Not speaking from experience here, just what seems logical to me.
I would use a dovetail bit in the table.
Mill some stock to what ever width and depth you've decided on (width i guess would be twice the cutting height of your dovetail bit, and depth would need to be more than the diameter of the bit), length can be whatever, longer the better up to a point.
So, now you have a rectangular piece of wood.
Set up the dovetail bit so it will cut half way across the width of the stock. Set fence to half way point of dovetail bit. Zero clearance fence would be good in this instance.
Run the stock through on edge. Repeat , flipping end to end and top and bottom so you mill all four corners. You should end up with a really long bow tie shaped piece. Cross cut to desired size.

I guess it might even be quicker to set your table saw blade to your desired angle and do it that way.

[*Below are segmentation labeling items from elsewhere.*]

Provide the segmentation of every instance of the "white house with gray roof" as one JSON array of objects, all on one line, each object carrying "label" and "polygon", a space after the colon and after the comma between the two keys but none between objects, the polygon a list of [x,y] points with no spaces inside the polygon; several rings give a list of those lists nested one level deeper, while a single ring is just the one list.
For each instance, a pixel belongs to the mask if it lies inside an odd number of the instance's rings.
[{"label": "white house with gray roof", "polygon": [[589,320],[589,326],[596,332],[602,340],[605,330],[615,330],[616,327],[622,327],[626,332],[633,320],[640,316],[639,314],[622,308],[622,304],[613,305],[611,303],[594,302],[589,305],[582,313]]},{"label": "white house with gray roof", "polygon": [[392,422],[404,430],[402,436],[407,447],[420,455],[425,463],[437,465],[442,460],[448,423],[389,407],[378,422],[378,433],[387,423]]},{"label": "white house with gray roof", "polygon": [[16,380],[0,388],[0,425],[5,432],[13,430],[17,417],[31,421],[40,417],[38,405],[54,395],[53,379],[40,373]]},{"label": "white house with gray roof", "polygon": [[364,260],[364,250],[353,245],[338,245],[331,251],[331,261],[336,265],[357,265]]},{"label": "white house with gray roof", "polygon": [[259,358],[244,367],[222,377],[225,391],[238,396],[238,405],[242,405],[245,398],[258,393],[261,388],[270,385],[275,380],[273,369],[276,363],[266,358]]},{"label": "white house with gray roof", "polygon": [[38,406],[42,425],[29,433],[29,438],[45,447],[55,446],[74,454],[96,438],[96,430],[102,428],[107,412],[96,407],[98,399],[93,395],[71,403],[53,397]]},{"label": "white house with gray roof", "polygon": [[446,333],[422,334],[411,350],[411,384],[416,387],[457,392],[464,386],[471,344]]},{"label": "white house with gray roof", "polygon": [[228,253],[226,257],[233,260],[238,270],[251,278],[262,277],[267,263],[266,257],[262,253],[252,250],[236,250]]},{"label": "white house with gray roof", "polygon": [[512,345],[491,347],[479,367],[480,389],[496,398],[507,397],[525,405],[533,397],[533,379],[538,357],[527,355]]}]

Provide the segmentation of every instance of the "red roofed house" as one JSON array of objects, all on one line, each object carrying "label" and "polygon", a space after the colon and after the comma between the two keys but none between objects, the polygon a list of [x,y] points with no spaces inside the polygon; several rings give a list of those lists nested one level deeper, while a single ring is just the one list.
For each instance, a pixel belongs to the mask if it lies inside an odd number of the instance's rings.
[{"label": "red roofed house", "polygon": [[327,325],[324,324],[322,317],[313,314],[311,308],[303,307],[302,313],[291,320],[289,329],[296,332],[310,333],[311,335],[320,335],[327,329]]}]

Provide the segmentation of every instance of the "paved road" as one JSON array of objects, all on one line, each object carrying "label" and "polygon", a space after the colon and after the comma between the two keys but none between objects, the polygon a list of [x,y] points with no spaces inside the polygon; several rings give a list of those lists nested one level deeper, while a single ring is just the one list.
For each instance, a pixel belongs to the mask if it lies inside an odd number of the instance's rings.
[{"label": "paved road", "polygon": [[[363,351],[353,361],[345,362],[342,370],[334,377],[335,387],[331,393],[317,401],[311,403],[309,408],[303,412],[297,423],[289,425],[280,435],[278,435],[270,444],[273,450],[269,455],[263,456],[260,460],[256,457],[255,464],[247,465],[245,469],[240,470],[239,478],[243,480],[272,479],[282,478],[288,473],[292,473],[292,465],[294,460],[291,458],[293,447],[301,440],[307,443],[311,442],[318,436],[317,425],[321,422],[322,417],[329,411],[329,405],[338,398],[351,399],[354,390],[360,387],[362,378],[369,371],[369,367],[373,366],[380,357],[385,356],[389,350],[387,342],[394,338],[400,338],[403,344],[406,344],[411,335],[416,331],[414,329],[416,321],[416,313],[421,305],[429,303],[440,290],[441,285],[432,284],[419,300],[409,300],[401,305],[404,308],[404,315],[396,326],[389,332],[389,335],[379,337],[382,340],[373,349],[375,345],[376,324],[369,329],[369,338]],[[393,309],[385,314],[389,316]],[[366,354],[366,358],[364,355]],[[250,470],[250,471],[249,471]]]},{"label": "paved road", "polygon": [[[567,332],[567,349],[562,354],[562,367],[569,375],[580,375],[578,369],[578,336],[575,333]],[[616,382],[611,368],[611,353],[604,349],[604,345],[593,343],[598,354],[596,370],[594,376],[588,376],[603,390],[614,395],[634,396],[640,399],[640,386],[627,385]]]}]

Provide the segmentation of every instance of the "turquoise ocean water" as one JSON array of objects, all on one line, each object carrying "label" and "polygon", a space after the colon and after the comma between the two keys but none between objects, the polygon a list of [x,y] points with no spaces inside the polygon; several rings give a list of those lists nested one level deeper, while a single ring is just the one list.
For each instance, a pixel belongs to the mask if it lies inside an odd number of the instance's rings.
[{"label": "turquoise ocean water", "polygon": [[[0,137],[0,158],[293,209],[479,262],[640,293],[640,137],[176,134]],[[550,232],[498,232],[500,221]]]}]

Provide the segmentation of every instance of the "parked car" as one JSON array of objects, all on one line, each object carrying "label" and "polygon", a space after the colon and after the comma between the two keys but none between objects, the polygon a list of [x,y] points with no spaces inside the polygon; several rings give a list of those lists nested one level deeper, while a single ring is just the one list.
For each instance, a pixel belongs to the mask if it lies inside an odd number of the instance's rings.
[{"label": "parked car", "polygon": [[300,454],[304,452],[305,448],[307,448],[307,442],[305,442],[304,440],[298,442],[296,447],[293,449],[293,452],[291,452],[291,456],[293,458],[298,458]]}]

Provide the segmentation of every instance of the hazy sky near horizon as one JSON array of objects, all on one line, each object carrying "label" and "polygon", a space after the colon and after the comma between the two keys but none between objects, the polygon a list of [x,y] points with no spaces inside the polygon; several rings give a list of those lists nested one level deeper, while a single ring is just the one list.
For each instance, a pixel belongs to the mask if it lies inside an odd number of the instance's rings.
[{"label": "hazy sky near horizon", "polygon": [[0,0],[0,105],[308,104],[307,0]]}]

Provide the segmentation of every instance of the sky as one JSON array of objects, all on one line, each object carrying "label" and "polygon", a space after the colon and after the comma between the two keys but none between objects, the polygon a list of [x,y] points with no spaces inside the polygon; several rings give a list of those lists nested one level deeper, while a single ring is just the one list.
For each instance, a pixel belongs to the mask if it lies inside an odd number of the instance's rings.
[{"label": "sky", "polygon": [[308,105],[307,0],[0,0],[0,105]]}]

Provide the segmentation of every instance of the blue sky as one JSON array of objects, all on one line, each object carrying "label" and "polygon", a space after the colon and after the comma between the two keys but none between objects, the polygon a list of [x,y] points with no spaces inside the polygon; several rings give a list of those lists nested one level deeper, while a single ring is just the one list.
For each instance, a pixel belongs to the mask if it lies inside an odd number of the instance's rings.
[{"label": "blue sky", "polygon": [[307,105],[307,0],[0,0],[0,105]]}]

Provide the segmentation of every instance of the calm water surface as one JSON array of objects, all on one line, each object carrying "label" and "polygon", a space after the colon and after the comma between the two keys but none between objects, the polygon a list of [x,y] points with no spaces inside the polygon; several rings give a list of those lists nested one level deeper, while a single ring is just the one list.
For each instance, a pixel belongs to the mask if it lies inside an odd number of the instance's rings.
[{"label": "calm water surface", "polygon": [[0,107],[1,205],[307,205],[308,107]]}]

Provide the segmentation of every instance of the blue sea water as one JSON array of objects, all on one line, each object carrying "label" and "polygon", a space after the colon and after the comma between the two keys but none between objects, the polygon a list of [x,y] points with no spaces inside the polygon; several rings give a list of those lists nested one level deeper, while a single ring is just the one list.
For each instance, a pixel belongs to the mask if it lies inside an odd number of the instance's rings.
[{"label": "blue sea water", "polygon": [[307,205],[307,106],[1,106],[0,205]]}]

I'm going to try it on monday just to see if my mind works.


----------



## damnitboy (Mar 3, 2012)

Wow, Thanks for such a comprehensive reply. My first day on this forum, looks like a great community.


----------



## bobj3 (Jan 17, 2006)

HI Eloy

All you need to do is pickup a bit or two and you can make all the bow tie splines you will need on the router table.. ..best done on the Horiz.router table but the normal router table will do just fine also..:yes2:

Magnate 5401 14° Butterfly Spline Router Bits - 3/4" Cutting

Amana 45860 14 Degree Butterfly Spline 1/2 Router Bit

Sears: Online department store featuring appliances, tools, fitness equipment and more

Making the Most of Your Router Bits: The Butterfly Spline Bit | Articles | Woodworkers Journal

MLCS dovetail, candlestand router bits

Dave did almost the same. and it is a WOW look 
http://www.routerforums.com/attachments/show-n-tell/16706d1226718386-workbench-100_2073.jpg
===



damnitboy said:


> I want to do a project where an element of the joinery would be bow tie splines. Does anyone have any suggestions on milling the splines? I could make some knives and do it on the moulder but it's for a small qty and different types of wood so I would like a fast setup. Since I want the spline to extend out like the tennon treatment on G & G designs an inlay is not my first choice. -Thanks


----------



## MEBCWD (Jan 14, 2012)

Hi elroy,

Does it really need to be a spline or could the joint be a standard woodworking joint and be covered with a decorative raised inlay to achieve the G&G look?

Make the project, cut the pockets for the inlays, make a inlay blank as Gavin says, contour the end of your inlay blank, cut the inlay piece off the blank and install the inlay.

That's how I would try to do it and just another way to achieve the look you want.


----------



## damnitboy (Mar 3, 2012)

Bob, that was exactly the information I needed.
Thanks!!!
-Eloy


----------



## bobj3 (Jan 17, 2006)

You're Welcome Eloy

How about some snapshots of you using the bits 

==



damnitboy said:


> Bob, that was exactly the information I needed.
> Thanks!!!
> -Eloy


----------